Archive for September 2012
Snake Oil and Tiger Repellant
The Wall Street Journal has an interesting article explaining how companies are starting to use (big) data to support their recruiting efforts. It provides a good example of the more general trend in businesses towards evidence-based decisioning and data science, but it also shows how some crucial aspects of these techniques are easily overlooked or oversimplified.
My big-data-science-bogus-alarm started ringing upon reading the last sentence in this short paragraph.
Applicants for the job take a 30-minute test that screens them for personality traits and puts them through scenarios they might encounter on the job. Then the program spits out a score: red for low potential, yellow for medium potential or green for high potential. Xerox accepts some yellows if it thinks it can train them, but mostly hires greens.

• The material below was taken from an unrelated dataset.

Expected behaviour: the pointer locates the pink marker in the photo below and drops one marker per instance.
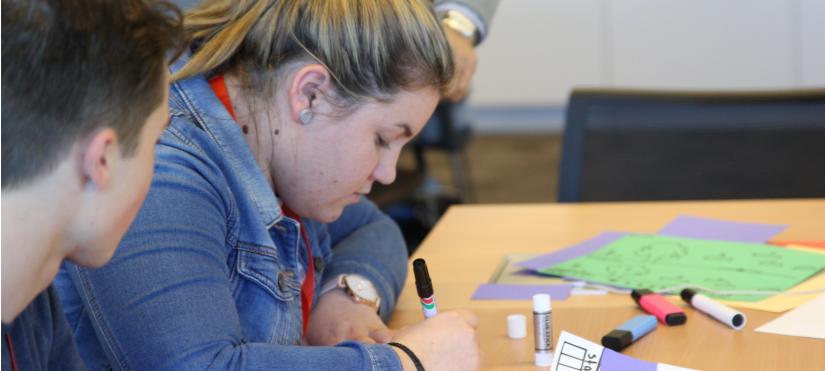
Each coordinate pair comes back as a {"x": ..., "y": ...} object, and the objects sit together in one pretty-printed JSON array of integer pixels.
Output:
[{"x": 656, "y": 305}]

Sounds smart, right? Well, maybe.
If Xerox never hires any “reds” and only very few “yellows”, how will they know the program is actually working? How will they know that all that complicated math is doing something more than simply returning random colour values? An evidence-based approach should always include some form of scientific control. If it doesn’t, it might as well be snake oil.
Of course, this is probably just a simple journalistic crime of omission of a trivial implementation detail, but it reminded me of that old chestnut “the tiger repellant”. For your convenience, this blogpost has been equipped with some very strong Tiger Repellant tonic. If you do not see any tigers around you right now, you will know it is working.
See? No tigers?
Proven to work like a charm. Order yours today! Great prices! Limited availability! Now taking applications in the comments.
[ Disclaimer: Tiger Repellant is not certified for use in South-East Asia or zoological parks. Tiger Repellant inc. and its employees and subsidiaries cannot be held liable for any damage caused to your person in the event of being eaten by a tiger. ]
Bin Packing Too Many Features
My girlfriend has been struggling with an interesting little problem lately. She was asked to determine the optimal distribution of medicine boxes and bottles over a set of adaptable cabinets; under volume as well as weight constraints. Not an easy task for a computer scientist; much less for a hospital pharmacist in training.
After describing the problem to me last night I (unhelpfully) mumbled that “this sounds like a variable sized bin packing problem to me, you can’t solve the kind of thing in Excel, you probably need an LP solver”.
Apparently I was wrong. It already seemed obvious to me that Excel suffers from a severe case of feature bloat, but this is just absurd.
Future Felony
Written by Arthur C. Clarke in 1976, Imperial Earth is set in faraway 2276.
As the beautiful old car cruised in almost perfect silence under the guidance of its automatic controls, Duncan tried to see something of the terrain through which he was passing. The spaceport was fifty kilometers from the city—no one had yet invented a noiseless rocket—and the four-lane highway bore a surprising amount of traffic. Duncan could count at least twenty vehicles of various types, and even though they were all moving in the same direction, the spectacle was somewhat alarming.
“I hope all those other cars are on automatic,” he said anxiously.
Washington looked a little shocked. “Of course,” he said “It’s been a criminal offence for—oh, at least a hundred years—to drive manually on a public highway. Though we still have occasional psychopaths who kill themselves and other people.”
The future sounds fascinating, but I want my Google Driverless Car now.